The album does call back to many of Gambino’s previous works. The track “12.38” chronicles a romantic night tripping on magic mushrooms, and features punchy, comical verses reminiscent of Gambino’s 2013 release Because the Internet, such as the lines: “She said, eat this psilocybin… Ayy, I don’t know what psilocybin is (No) / This better not be no molly.” The feature by 21 Savage breaks up the borderline monotony of the six minute track with references to black success and police brutality.
“24.19” draws us back to by far the most celebrated track of Awaken, My Love!, “Redbone,” but this time in a modulated, lofi, drowsy tone as Glover crafts a nearly eight minute open love letter to “sweet thing.” The track features musing on the impossibility of loving and being loved, in lines such as “Sometimes I wonder why you love me / But you love me / I always make you cry / No matter how I try / Sometimes I wonder why / Why would you ever want to love me? / Must you love me?” Some lines feature an earnest yet undeniably condescending tone which explores the difficulty of accepting love before accepting oneself: “You’ll end up meeting someone better, sweet thing / But I can only be myself, sweet thing / You’ll still believe in fairytales, sweet thing / You sweet thing.” Soaring with a light gospel expression of gratitude for enduring love, “24.19” is one of the warmest spots on the album.
One of the obvious motifs of this album is dissonance, as Glover masterfully combines lyrical darkness with light vocals and instrumentals. The emerging hit of the record, “Time,” is an R&B-pop fusion; featuring Ariana Grande, the song displays all the synthy levity of ‘80s pop, with a catchy acoustic guitar lick, but closer look at the lyrics reveals an exploration of the inherent uncertainty of time itself: “Maybe all the stars in the night are really dreams / Maybe this whole world ain’t exactly what it seems.” Glover asks: What are the true implications of the human timeline, and are they self-imposed? Still, the track, like many, is not cleanly cut and drags on long after its point has been made.

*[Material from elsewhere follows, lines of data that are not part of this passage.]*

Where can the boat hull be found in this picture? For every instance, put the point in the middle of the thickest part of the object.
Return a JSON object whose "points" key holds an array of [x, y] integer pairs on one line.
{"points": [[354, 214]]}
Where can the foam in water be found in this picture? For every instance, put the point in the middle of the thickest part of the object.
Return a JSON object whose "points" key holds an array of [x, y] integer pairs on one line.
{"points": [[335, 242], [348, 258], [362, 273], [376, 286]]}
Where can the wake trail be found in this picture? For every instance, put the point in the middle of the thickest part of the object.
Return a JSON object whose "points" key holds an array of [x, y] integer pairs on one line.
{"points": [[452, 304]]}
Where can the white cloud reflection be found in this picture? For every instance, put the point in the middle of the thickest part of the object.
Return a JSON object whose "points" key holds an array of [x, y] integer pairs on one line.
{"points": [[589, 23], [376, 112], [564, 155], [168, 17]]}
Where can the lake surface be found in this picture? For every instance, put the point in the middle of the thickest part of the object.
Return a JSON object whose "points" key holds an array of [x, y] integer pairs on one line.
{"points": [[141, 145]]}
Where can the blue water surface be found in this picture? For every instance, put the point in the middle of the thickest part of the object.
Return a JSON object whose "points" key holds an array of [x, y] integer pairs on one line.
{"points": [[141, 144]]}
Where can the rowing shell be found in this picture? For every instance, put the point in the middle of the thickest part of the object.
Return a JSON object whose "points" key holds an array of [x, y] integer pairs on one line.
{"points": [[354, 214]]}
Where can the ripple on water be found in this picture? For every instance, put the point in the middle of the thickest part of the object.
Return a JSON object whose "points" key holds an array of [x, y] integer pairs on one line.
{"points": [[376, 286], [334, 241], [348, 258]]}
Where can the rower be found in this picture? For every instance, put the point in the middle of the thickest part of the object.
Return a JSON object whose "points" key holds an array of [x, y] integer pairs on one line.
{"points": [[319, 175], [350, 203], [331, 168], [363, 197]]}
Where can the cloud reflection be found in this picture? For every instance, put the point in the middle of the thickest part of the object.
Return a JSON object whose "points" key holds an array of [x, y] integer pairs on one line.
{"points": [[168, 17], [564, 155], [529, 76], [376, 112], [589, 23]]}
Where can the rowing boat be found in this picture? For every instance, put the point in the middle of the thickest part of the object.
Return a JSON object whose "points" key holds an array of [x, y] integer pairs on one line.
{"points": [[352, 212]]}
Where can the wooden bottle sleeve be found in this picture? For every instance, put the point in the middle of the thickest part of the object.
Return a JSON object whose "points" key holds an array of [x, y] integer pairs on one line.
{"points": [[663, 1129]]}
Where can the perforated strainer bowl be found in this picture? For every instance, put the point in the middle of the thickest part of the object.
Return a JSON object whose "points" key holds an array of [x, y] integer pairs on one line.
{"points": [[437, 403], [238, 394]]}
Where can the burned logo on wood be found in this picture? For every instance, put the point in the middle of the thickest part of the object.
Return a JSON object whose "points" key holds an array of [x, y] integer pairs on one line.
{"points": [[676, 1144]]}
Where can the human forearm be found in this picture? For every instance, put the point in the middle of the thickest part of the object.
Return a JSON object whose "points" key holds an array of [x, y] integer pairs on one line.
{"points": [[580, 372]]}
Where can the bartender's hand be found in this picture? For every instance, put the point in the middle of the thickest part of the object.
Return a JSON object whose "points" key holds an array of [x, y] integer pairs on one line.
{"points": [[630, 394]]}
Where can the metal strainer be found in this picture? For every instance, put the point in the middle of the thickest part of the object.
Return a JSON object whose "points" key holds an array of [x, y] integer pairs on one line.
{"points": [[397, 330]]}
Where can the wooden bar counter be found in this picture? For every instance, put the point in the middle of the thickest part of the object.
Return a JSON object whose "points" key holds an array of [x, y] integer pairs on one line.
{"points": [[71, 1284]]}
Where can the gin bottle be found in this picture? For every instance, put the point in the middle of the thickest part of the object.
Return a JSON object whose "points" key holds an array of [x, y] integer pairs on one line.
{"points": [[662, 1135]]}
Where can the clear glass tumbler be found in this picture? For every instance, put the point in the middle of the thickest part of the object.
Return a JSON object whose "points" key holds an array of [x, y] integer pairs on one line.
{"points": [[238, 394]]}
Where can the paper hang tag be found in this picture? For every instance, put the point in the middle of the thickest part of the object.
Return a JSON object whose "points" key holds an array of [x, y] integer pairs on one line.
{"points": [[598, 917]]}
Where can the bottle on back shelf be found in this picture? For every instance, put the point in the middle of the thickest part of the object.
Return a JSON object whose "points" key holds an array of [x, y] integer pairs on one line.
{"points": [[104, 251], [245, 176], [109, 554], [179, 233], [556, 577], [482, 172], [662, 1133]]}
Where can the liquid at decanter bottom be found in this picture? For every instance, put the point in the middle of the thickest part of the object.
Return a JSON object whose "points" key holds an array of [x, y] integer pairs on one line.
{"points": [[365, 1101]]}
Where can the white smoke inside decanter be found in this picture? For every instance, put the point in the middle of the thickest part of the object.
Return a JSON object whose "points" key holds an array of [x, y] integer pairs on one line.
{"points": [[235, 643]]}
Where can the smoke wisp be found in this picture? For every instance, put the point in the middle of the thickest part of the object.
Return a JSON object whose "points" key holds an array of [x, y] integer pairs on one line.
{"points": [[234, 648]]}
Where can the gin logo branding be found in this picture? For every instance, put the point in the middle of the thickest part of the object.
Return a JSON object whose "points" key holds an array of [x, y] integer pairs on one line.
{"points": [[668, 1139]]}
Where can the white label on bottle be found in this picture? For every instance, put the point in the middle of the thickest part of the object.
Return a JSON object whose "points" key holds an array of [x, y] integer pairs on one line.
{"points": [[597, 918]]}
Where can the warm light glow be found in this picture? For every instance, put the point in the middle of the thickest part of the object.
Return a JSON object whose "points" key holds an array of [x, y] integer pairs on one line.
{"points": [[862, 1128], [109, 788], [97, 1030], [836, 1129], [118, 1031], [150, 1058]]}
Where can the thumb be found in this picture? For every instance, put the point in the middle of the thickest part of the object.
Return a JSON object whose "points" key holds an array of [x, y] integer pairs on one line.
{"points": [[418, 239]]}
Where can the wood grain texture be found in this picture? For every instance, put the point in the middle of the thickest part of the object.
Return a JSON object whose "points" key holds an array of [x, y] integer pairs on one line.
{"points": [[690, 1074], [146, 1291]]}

There are as many low points as there are high. The punny-titled track “Algorhythm,” though danceable, contains some of the most vapid, wanna-be profound verses of the album, including: “So very scary, so binary, zero or one / Like code is like coal mine canary / I dream in color, not black and white / You sell your daughter on that data stream.” “32.22” is a low-effort and frankly unlistenable attempt at aggressive bars reminiscent of Kanye West’s Yeezus era.
While 3.15.20 is far from Glover’s best work, it leaves a lot to explore in times of self-isolation, revealing new tropes and tensions on each listen. It is less a piece of well-crafted art as it is an exploration of the chaotic, disjointed essence of the human experience.